So, I showed up to Marquette really wishing I was running instead. Watching the run start on Friday didn't help, especially when I realized someone was surely going to smash my course record to pieces and I wouldn't even be there. To add to my mixed bag, Big E was riding the 100, so 90 minutes before my race, I dropped him off at his start and left wishing I could drive around all day to cheer for him too. Since I was also slightly terrified of driving his barge of a truck to my start, I took off without changing the music, which meant I listened to his pre-race song 5 times instead of my own.

By the time I arrived at Marquette Mountain to start my own race, I really just wanted to drive around all day listening to Metallica, feeding Big E and cheering for runners. Thankfully, the Ringmaster's awesome wife, Stacie, was there doing bag check. She's the pep talk queen, probably because she runs the drop bag station in this race, which means she's likely watched 100's of people pull the plug.  She certainly wasn't going to let me pull mine before I started.

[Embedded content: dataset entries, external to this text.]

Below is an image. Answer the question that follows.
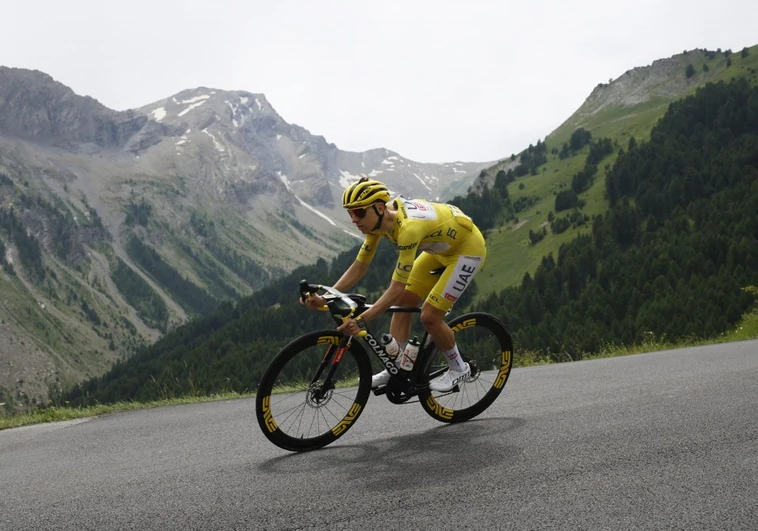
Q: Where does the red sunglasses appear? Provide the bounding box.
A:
[347,207,368,219]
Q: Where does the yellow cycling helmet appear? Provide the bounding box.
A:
[342,177,390,208]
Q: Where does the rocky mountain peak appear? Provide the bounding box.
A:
[0,67,147,149]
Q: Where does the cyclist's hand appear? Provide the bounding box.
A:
[299,294,326,310]
[337,317,365,336]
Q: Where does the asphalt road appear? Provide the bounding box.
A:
[0,341,758,531]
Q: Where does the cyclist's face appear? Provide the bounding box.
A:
[347,204,379,234]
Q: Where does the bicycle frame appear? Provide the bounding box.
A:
[300,280,444,403]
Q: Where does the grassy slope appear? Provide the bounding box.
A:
[477,46,758,298]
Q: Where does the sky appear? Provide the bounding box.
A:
[0,0,758,162]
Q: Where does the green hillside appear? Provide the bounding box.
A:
[477,46,758,300]
[62,69,758,404]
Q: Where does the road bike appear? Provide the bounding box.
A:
[255,280,513,452]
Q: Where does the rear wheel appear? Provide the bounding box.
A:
[419,313,513,422]
[255,330,371,451]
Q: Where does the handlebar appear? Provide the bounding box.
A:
[300,279,368,337]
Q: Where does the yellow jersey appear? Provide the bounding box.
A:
[356,197,474,284]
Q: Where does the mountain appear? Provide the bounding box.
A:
[63,77,758,405]
[473,46,758,300]
[0,67,491,412]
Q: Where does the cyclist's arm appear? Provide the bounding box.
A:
[360,280,405,322]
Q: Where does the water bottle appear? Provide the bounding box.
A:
[381,334,400,360]
[400,336,421,371]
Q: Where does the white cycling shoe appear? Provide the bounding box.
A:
[429,363,471,393]
[371,369,392,389]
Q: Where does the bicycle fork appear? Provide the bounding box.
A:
[311,336,352,401]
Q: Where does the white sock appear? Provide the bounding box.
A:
[443,343,466,372]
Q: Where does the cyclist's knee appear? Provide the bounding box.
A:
[397,288,421,306]
[420,304,445,330]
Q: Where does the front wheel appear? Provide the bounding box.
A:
[255,330,371,452]
[419,313,513,422]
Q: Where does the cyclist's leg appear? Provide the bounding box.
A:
[421,231,486,390]
[390,252,443,345]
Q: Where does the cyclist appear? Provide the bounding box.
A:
[307,177,487,392]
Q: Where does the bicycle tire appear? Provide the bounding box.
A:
[418,312,513,423]
[255,330,371,452]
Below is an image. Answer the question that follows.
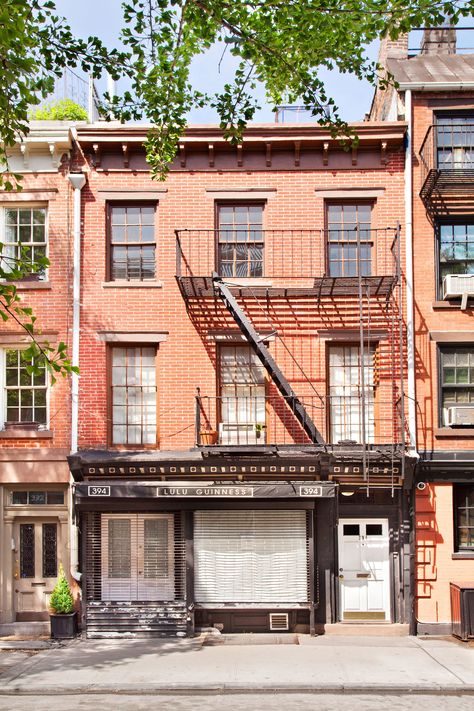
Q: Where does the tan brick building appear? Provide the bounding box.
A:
[372,29,474,634]
[0,122,78,630]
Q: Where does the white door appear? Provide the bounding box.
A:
[339,518,390,622]
[102,514,174,601]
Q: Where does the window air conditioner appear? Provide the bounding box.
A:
[443,274,474,299]
[446,405,474,427]
[219,422,265,445]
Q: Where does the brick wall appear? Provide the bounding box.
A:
[80,136,404,449]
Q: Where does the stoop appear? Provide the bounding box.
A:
[0,620,51,638]
[324,622,409,637]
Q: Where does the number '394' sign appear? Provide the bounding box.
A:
[87,486,110,496]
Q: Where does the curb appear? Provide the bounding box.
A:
[0,683,474,697]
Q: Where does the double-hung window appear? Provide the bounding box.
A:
[220,345,265,444]
[111,346,156,446]
[329,345,375,443]
[438,225,474,282]
[1,348,48,427]
[217,204,264,278]
[109,205,156,281]
[436,114,474,170]
[327,204,372,277]
[440,346,474,426]
[453,484,474,553]
[0,206,48,279]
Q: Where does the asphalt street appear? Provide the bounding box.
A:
[0,693,474,711]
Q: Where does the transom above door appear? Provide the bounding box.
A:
[101,514,175,601]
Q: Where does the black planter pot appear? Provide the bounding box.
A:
[49,612,77,639]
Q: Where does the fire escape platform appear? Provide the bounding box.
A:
[177,275,397,300]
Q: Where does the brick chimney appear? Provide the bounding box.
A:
[378,35,408,67]
[420,27,456,54]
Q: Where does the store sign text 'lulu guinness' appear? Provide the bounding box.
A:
[156,486,254,498]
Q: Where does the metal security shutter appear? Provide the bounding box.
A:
[194,511,308,603]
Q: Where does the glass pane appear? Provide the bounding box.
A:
[143,519,169,579]
[108,519,132,578]
[343,523,359,536]
[28,491,46,506]
[20,523,35,578]
[18,210,32,225]
[46,491,64,505]
[43,523,58,578]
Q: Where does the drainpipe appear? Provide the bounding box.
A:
[405,89,418,635]
[68,173,86,581]
[405,89,416,456]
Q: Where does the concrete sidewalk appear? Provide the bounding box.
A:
[0,635,474,695]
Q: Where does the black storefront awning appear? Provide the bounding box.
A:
[74,480,336,505]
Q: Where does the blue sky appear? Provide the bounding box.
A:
[56,0,377,123]
[56,0,472,123]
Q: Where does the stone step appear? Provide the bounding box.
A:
[0,620,51,637]
[324,622,409,637]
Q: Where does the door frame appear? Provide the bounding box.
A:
[335,516,394,624]
[100,511,175,602]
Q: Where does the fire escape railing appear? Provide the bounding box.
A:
[176,225,397,284]
[419,119,474,197]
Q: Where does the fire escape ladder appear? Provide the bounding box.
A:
[212,272,325,444]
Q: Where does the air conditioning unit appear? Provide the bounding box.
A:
[443,274,474,299]
[219,422,265,446]
[270,612,290,632]
[445,405,474,427]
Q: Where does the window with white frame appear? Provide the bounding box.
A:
[0,205,48,280]
[440,346,474,427]
[329,345,375,443]
[112,346,156,445]
[1,348,48,428]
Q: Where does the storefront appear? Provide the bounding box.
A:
[74,480,336,637]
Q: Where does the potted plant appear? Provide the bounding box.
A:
[49,565,77,639]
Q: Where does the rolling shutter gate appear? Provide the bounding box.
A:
[194,511,309,606]
[82,512,188,639]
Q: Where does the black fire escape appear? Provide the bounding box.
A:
[176,227,406,486]
[420,118,474,222]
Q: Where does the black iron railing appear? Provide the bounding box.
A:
[176,226,400,281]
[420,120,474,183]
[195,388,403,447]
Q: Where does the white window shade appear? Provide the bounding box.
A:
[194,510,308,604]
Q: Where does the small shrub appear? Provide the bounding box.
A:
[29,99,89,121]
[49,565,74,615]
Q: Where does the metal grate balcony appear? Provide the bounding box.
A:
[176,227,400,299]
[420,124,474,218]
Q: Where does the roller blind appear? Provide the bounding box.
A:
[194,511,308,603]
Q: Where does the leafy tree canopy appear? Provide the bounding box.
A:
[29,99,88,121]
[0,0,474,372]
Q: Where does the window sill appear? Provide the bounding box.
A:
[431,301,473,311]
[6,280,52,291]
[451,551,474,560]
[101,281,163,289]
[434,427,474,439]
[0,427,53,439]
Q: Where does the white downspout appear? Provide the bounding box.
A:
[68,173,86,581]
[405,89,416,455]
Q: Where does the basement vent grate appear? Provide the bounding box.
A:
[270,612,289,632]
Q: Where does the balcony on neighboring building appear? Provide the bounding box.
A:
[420,121,474,219]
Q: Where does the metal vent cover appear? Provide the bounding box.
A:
[269,612,290,632]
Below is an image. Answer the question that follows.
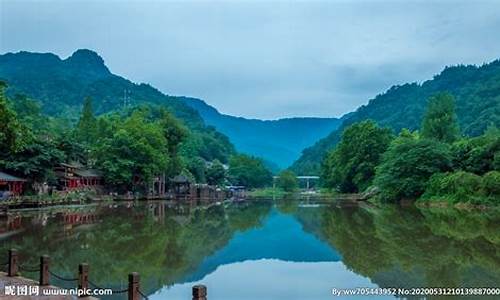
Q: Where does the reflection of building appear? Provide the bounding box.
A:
[0,171,26,199]
[171,175,191,197]
[55,163,102,189]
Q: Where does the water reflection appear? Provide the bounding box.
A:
[0,201,500,299]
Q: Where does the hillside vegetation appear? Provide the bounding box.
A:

Fueled by her pep talk, I finally listened to my own song (Whole Lotta Rosie in case you were wondering) and channeled my inner racing Rosie. I needed her since the start was straight up the mountain. Not an easy task for we singlespeed junkies.

To my surprise, the uphill wasn't nearly as bad as I imagined. I pushed a bit, but managed to ride much more than I expected. What I didn't expect though, was to realize just as we headed down that I'd made the rookie mistake of leaving way too much air in my tires for the technical downhill. Halfway down, terrified I'd crash and smash my face on the rocks, I finally jumped off the bike, only to actually smash my face with my own handle bars. Rookie move #2.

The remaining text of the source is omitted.